Les contrebandiers dans une mauvaise passe
A contrario, le redémarrage de Ras Jedir est vu d’un mauvais œil par tous les contrebandiers qui se reconnaîtront. Il est vrai que ce poste frontalier qu’ils connaissent comme leur poche n’est plus le même, après s’être offert, à l’occasion, une opération de lifting, à travers l’extension du site, l’aménagement de deux points de contrôle policier et douanier supplémentaires, le renforcement des équipements de radar et de détection, par la mise en place d’outils plus sophistiqués, ainsi que l’augmentation, des deux côtés du poste, du nombre d’agents de police et de la douane.
Bref, des renforts de taille synonymes de carton rouge aux hors-la-loi, en l’occurrence ces innombrables réseaux de contrebande aux agissements mafieux et aux ramifications tentaculaires.

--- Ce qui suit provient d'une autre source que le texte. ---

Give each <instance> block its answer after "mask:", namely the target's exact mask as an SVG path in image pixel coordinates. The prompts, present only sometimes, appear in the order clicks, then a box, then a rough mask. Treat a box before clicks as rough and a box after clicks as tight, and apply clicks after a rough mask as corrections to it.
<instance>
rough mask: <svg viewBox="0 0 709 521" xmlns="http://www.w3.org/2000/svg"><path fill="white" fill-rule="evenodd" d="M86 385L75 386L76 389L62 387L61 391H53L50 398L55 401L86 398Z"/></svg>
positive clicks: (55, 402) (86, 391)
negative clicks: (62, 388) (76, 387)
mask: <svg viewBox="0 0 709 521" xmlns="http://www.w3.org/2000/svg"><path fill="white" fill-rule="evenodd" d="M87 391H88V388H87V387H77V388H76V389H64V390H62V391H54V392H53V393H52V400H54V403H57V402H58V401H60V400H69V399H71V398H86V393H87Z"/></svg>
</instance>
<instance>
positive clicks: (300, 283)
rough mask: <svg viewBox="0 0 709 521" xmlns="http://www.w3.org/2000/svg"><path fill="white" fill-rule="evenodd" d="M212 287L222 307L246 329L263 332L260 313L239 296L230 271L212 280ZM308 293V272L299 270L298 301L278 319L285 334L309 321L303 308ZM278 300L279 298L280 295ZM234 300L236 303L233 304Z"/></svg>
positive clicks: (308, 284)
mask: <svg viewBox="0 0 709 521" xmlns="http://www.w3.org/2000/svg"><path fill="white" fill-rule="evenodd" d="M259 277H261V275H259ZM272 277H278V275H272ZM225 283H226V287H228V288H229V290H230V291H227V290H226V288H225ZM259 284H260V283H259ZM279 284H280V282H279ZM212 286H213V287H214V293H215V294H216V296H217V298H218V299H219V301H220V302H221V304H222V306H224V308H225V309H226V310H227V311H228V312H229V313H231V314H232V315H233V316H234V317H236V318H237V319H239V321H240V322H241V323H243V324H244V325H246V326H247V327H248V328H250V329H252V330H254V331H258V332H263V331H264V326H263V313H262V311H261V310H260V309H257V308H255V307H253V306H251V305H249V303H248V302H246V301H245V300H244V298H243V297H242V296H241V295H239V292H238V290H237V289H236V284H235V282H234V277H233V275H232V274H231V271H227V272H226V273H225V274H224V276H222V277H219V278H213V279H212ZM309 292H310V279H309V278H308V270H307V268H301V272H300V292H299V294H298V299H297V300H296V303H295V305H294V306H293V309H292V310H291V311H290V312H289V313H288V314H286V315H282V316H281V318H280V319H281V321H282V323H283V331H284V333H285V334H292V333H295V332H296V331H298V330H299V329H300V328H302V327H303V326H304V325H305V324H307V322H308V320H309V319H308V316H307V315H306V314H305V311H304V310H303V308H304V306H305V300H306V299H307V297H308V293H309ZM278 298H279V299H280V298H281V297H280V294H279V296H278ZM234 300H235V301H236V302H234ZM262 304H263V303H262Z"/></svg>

Ceux-là mêmes pour qui ce passage stratégique a été une véritable passoire qui leur a permis de faire fortune grâce aux fabuleuses recettes engrangées par les différents trafics auxquels ils s’adonnaient ( drogue, médicaments, bijoux, devises, armes, migrants…).
«C’est le revers de la médaille pour ces malfaiteurs», nous assure une source sécuritaire qui avertit que «rien ne sera plus comme avant» et que «les autorités des deux pays ont juré de leur rendre la vie dure.»